The Story Behind the Barns


Clark Byers.

If you’re like me, the name means nothing, but I’m sure you’ve seen his work. He was an artist and his paintings were once displayed in nineteen states. Before he became a painter, he worked in a cotton mill and bottled buttermilk for three dollars a week.


Then he was approached in 1937 by the owner of a southern tourist attraction to create advertising for the business. By the time he retired in 1969, he had about 900 works to his credit.

What was he painting? Clark Byers was the man behind the “See Rock City” barns. He braved ornery bulls, slick roofs and avoided lightning while painting rural barns. Barn owners received a free paint job for their barns, Rock City bathmats and thermometers. If they wanted more than a trinket, they were given five dollars.
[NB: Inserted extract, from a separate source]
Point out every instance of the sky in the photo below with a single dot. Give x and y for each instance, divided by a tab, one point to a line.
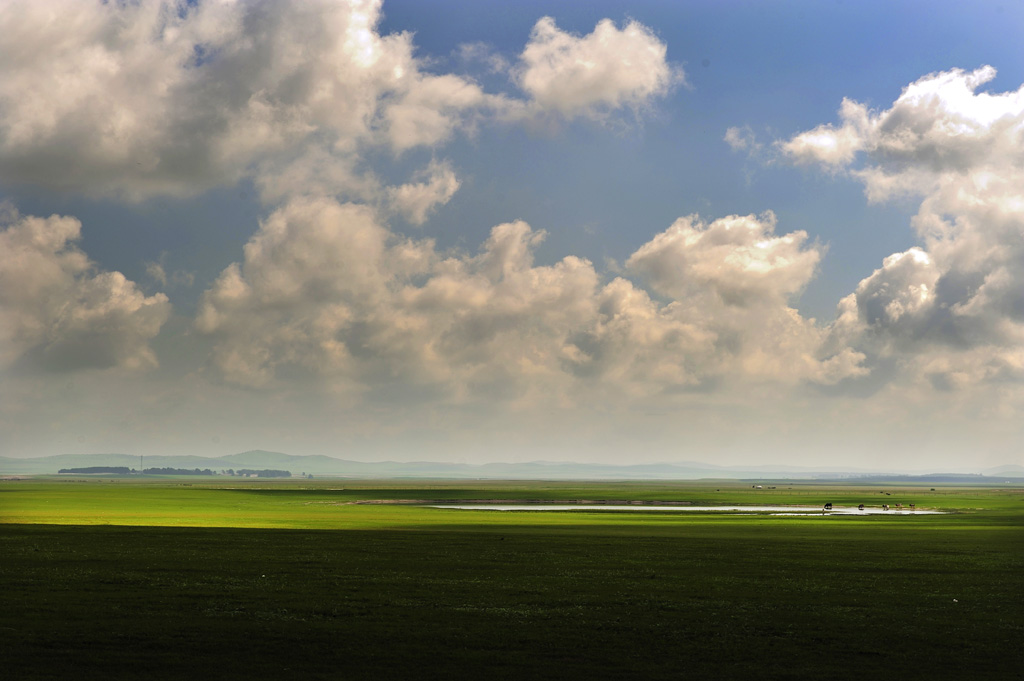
734	232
Byers painted up to six barns a day and earned about forty dollars per barn. But from that forty dollars, he had to buy paint and pay his helpers. Every two years, he’d repaint the logos.

In 1969 he retired to his farm in Georgia and kept his hand in painting by doing work for local churches and schools. He died in 2004.

About two hundred Rock City barns remain today and Rock City itself maintains about seventy of them. The end of Rock City barn advertising came in the late sixties when the “Ladybird Law,” which banned ads along main roads, took effect.

You can still buy the logo today. Cracker Barrel restaurants sell black and red birdhouses with the “See Rock City” logo on them.

I’ll bet nobody ever said Clark Byers couldn’t hit the broad side of a barn.